Walmart moms demanding a living wage in Tampa, Fla.
Walmart moms demanding a living wage in Tampa, Fla. (OUR Walmart)

Often, this lack of hours for workers happens alongside understaffed stores with long lines at the cash registers and empty shelves. Walmart moms face a double burden of salaries too low to take care of their children and inconsistent hours to allow them to find quality child care in advance. The average Walmart worker receives only $8.80 an hour. OUR Walmart's salary demand is a minimum of $25,000 for full-time workers.

Even before becoming moms, pregnant women at Walmart faced discrimination. Women who presented Walmart with doctors orders limiting their physical activity during pregnancy were made to go on involuntary leave, rather than take on less strenuous assignments.

That is, until OUR Walmart members formed a group called Respect the Bump to challenge violations of pregnant workers' rights. This effort succeeded in changing Walmart's policy to allow for pregnant workers to receive alternate assignments and keep their hours.

Walmart moms are far from the only women workers suffering economically. Women are overrepresented in many service-sector jobs, making up 72 percent of tipped workers, who in many states make below the minimum wage, and 90 percent of domestic workers. As a low-wage workers movement has developed, it by necessity has to take up issues women's rights, including the wage gap, child care and pregnancy accommodations.


WORKERS ACROSS the service sector participating in OUR Walmart or the Fight for 15 see the struggles at their own workplace as linked to the larger fight for economic justice.
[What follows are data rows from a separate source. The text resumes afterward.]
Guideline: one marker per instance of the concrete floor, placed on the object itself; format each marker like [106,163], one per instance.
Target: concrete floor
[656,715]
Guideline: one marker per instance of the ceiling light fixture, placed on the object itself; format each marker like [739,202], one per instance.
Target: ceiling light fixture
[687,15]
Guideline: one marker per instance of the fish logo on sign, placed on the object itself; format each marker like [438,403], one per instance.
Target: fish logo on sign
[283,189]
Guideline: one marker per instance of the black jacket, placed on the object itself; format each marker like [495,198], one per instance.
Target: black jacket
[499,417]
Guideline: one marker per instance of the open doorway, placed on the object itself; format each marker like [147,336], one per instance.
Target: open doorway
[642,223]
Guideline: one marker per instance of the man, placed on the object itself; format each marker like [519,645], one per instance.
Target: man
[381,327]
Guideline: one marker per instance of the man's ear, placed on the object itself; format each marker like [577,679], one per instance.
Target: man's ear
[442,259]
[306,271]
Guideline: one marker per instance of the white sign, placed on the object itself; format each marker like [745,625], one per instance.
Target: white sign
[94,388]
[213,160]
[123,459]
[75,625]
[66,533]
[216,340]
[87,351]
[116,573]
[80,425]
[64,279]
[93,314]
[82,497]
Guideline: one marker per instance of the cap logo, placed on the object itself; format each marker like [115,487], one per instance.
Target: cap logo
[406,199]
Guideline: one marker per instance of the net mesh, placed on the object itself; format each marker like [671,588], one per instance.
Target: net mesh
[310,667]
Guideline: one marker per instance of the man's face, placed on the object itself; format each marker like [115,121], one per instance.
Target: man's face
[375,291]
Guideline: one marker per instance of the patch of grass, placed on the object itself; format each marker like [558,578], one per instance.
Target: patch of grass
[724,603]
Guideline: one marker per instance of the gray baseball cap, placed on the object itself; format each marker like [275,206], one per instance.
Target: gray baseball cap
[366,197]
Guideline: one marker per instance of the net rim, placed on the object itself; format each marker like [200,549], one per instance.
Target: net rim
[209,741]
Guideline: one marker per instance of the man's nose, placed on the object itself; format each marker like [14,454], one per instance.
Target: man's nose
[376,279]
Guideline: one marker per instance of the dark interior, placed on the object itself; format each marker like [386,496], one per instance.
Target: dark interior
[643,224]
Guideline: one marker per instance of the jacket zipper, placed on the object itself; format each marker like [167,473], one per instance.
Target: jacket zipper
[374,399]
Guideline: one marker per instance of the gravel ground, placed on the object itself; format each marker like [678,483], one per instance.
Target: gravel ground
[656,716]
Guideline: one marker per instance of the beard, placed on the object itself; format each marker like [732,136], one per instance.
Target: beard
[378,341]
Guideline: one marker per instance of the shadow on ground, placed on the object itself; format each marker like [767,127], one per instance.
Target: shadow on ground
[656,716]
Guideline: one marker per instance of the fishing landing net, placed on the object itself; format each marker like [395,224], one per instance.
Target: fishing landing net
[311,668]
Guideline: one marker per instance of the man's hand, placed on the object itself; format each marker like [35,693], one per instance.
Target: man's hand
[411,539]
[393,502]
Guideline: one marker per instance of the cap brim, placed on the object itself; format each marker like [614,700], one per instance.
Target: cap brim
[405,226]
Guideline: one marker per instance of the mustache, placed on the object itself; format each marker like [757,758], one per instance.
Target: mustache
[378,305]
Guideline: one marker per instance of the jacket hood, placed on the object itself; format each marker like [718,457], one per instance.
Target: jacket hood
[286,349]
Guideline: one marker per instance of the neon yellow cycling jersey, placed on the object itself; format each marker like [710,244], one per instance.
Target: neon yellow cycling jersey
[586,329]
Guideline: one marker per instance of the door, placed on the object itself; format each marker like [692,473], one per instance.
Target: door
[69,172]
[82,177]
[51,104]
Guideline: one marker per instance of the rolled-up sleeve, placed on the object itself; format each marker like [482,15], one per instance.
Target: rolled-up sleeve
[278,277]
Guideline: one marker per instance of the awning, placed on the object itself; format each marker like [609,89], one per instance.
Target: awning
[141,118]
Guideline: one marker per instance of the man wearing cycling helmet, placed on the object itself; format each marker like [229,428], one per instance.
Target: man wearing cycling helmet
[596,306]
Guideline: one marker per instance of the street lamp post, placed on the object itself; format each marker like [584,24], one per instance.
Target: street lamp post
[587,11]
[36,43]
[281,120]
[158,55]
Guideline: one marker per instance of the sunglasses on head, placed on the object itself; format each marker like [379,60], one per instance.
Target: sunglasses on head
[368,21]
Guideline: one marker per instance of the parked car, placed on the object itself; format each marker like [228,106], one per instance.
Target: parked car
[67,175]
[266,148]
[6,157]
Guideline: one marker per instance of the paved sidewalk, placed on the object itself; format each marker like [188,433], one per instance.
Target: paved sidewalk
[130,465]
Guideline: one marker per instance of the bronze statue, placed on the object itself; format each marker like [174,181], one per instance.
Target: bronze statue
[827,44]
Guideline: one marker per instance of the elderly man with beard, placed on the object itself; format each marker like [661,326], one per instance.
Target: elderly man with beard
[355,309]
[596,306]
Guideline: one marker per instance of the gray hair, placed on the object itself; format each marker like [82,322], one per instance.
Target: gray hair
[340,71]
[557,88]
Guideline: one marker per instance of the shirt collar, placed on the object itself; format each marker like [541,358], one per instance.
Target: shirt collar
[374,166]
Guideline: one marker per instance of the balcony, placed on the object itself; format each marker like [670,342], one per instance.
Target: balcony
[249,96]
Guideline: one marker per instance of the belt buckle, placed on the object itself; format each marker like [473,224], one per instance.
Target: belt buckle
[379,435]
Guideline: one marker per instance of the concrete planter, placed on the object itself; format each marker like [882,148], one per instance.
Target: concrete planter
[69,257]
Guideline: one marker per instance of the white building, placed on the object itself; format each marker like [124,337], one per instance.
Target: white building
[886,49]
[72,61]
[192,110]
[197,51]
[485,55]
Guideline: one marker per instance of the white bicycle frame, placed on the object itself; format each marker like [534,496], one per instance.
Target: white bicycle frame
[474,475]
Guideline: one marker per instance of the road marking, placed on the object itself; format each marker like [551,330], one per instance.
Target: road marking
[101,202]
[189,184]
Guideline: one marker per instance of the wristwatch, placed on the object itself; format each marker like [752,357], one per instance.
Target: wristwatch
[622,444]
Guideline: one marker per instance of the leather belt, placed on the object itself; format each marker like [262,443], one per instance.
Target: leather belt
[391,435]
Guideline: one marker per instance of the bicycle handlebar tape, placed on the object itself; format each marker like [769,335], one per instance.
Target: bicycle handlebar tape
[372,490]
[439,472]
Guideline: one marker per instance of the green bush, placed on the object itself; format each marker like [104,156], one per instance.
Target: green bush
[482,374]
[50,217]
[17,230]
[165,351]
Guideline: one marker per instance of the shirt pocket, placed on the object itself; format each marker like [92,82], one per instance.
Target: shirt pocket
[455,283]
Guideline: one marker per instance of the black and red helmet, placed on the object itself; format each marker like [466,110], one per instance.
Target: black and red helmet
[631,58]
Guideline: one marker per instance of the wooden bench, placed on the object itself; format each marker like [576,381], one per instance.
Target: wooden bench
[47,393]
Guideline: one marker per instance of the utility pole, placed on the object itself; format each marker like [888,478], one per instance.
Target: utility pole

At an action to support striking Walmart workers in Union City, Calif., Selena Negrete, who joined the East Bay Organizing Committee, the local Fight for 15 group, said he was there "because of the fact that it shows it doesn't matter where you work. All workers deserve to be treated equally. These big franchises that don't see that."

As for Walmart itself, it's not difficult to figure out where the company could find the money to pay workers a living wage. The Walton family is currently worth about $140 billion, with four family members ranking among the 10 richest people in the U.S. By the way, in order to pay all of Walmart's 2.2 million employees the annual salary they demand of $25,000, it would cost $55 billion, leaving the majority of the money to invest for next year's salary. And that's what's possible if Walmart sold goods at cost, which is not even remotely close to the truth.

We know Walmart doesn't impose low wages throughout the company. Former CEO Michael Duke took home almost $116 million in so-called performance pay from 2009 to 2014--which is, by the way, only slightly more than the $104 million in tax breaks for $298 million in performance pay awarded to eight top executives during the same period.

Walmart has so much money that it has been able to severely hinder OUR Walmart's efforts to help workers organize through legal obstacles. The company won a restraining order from an Arkansaw court, and OUR Walmart is no longer able to demonstrate at the annual shareholders' meetings. Various local injunctions also block organizers, including those who are former Walmart associates, from entering stores or prevent OUR Walmart from holding actions at particular stores.

While the National Labor Relations Board ruled in January that Walmart illegally fired more than 60 workers for going on a legally protected unfair labor practices strike, Walmart has the funds to fight this ruling in court, and it could be years before the workers are rehired, if ever.

Given Walmart's size and strength, it's important to note the courage and tenacity of workers who continue to organize. Small victories like rights for pregnant workers and improved scheduling systems can help build the confidence of workers to take on Walmart.

There is a ways to go in this struggle, but with Walmart moms leading the way, Walmart looks a little less invincible than it once did.